Removing boots and spurs at the door, and cow-shit-splattered Wranglers at the washer, I donned sweats, made a tall glass of ice water, and settled onto the couch, opening Renata Golden’s package first. Indeed, Mountain Time: A Field Guide to Astonishment. I read the first line, paragraph, page, and turned to the second package, wanting to do the same with If This Were Fiction. But no, this was not the book I’d ordered—I recognized the colors on the cover, the sunset sky—it was mine! Thrilled, stunned, surprised by the copy of The Last Cows: On Ranching, Wonder, and a Woman’s Heart, I actually started reading. Not proofing, reading. Like, for pleasure. I sipped soothing water and read for half an hour, as if it weren’t my book. Then I remembered it was my book and put it down to restart Renata’s, captivating from the first line.

Jill Christman’s If This Were Fiction did eventually arrive (and did not disappoint), along with a whole box of The Last Cows. Opening that package reminded me of the day when a box of my last book arrived; opening it carefully, I pulled out a copy to show my grandchildren, Lacey and Lucas, then eight and six, who lived in another house at ranch headquarters. The book had a mustang stallion on the cover, with my name underneath.

“Look,” I said, holding it up for them to see. The horse drew them near. Lacey started reading the title out loud, for Lucas to hear.

“And?” I said, when she stopped. “What’s this?”

Grandma Kat is what they call me; as Lacey sounded out my other name her eyes grew big. “Is that you?” she said, and they both looked up at me.

I turned the book over so they could see my photograph—proof. “TJ took that picture, and the one on the cover.” They knew my friend TJ, and had seen many of her mustang photos. I opened the book and started reading: “I lead my grulla mare, Savanna, to water,” and their eyes got bigger still. “Savanna!” they said, glancing outside to where they might see Savanna in the corral. Then Lacey took the book into her small hands, and turned it over to see the horse cover again. Looking at me solemnly, she said, “Does this mean you are an author now?”

She gave me back the book, grabbed Lucas’s hand, and headed for the door. “We have to go tell Daddy Grandma Kat is an author.”

Four years later, my new book in my hands, I flip through the pages to look at the photographs.
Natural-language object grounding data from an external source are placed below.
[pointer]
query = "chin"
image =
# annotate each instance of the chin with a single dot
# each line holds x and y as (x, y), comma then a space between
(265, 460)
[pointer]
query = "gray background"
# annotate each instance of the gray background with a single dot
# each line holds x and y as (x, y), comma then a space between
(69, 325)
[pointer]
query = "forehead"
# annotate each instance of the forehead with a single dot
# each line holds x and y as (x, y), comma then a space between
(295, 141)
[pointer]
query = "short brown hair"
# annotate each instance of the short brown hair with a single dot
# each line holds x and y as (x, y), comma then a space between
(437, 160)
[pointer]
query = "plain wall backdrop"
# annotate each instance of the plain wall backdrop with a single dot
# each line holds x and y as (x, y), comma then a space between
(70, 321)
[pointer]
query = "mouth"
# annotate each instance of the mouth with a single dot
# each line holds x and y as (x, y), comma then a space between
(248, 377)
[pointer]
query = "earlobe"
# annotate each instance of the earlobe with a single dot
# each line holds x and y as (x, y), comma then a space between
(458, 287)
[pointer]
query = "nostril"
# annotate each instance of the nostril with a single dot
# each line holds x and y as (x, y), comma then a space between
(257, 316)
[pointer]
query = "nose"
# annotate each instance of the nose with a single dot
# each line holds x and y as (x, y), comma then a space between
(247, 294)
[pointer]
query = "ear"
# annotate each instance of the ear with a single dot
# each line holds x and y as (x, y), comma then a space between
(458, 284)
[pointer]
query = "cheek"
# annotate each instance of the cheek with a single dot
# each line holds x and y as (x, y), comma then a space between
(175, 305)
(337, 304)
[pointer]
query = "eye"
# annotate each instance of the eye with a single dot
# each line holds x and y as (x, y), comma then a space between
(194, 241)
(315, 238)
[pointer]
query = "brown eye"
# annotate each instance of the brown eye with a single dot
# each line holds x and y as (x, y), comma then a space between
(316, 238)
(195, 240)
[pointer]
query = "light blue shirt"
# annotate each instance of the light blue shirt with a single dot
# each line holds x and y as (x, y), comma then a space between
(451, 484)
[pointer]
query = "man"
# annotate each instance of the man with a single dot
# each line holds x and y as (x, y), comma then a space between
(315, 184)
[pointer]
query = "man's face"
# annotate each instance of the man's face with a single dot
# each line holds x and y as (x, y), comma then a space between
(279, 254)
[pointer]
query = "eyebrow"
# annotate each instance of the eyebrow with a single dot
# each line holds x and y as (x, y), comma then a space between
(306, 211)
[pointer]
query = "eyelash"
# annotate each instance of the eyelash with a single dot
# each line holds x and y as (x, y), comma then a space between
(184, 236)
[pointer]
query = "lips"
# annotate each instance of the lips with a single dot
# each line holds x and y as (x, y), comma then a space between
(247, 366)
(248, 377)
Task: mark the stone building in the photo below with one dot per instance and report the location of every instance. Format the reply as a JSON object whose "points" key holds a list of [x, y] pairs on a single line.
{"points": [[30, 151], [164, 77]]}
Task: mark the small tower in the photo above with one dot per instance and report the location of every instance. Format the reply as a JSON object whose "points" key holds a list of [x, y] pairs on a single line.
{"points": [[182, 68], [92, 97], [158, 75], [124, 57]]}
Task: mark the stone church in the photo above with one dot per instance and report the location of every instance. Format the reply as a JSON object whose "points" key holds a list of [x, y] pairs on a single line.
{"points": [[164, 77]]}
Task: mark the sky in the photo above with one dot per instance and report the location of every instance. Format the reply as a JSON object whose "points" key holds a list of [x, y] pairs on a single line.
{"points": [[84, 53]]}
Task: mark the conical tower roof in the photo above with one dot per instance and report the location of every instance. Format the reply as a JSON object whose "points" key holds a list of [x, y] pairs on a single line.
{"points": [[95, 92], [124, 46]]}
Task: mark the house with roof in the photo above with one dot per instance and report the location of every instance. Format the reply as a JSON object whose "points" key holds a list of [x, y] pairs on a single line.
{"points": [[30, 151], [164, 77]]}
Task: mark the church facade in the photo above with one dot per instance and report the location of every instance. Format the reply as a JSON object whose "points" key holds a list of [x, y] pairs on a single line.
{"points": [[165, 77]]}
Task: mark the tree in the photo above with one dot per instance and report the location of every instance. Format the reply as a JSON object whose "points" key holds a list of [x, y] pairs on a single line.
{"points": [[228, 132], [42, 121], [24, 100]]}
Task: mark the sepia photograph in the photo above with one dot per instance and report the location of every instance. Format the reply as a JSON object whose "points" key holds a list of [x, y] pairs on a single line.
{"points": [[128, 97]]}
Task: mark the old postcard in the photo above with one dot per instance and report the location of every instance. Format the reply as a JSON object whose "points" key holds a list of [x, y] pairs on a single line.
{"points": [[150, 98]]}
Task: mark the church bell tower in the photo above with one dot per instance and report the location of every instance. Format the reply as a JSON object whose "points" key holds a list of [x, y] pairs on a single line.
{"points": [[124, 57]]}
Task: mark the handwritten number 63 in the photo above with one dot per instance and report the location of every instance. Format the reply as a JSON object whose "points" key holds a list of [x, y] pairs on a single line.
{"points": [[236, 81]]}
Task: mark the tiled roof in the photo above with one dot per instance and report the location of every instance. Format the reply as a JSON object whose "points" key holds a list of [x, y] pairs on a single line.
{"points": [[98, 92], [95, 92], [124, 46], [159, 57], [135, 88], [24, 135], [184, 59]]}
A mustang photo of TJ’s stops me. Chapter 12, “Ode to Rain,” from another dry year. The photo is of a mustang mare and her newborn filly. “Despite the harsh measurements of drought, we still find joys small and large in the dry, dry desert,” I wrote. It hits me that on the heels of sadness come the joys, small and large. Savanna’s filly died but this mustang filly lives, and she lives wild and free. My new book lives. I have books to read, horses to ride, and books to write. Joy, all.

That night, instead of adding The Last Cows to the pile on my bed, I slept with it under my pillow. Not as comfy as a stuffed animal, but each time I awoke I surprised myself by thinking, I really am a writer.

In October rain finally came, with more boxes of my books. Too much rain in many parts of the Southwest, we were lucky not to flood badly at the ranch. We had gathered the cows off the mountain early, in anticipation of weather changing and dirt roads turning to mud both difficult and dangerous to navigate. Plus, the cattle market had risen like the rivers overflowing their banks. We sold a few older cows and an open cow, but not the last cows.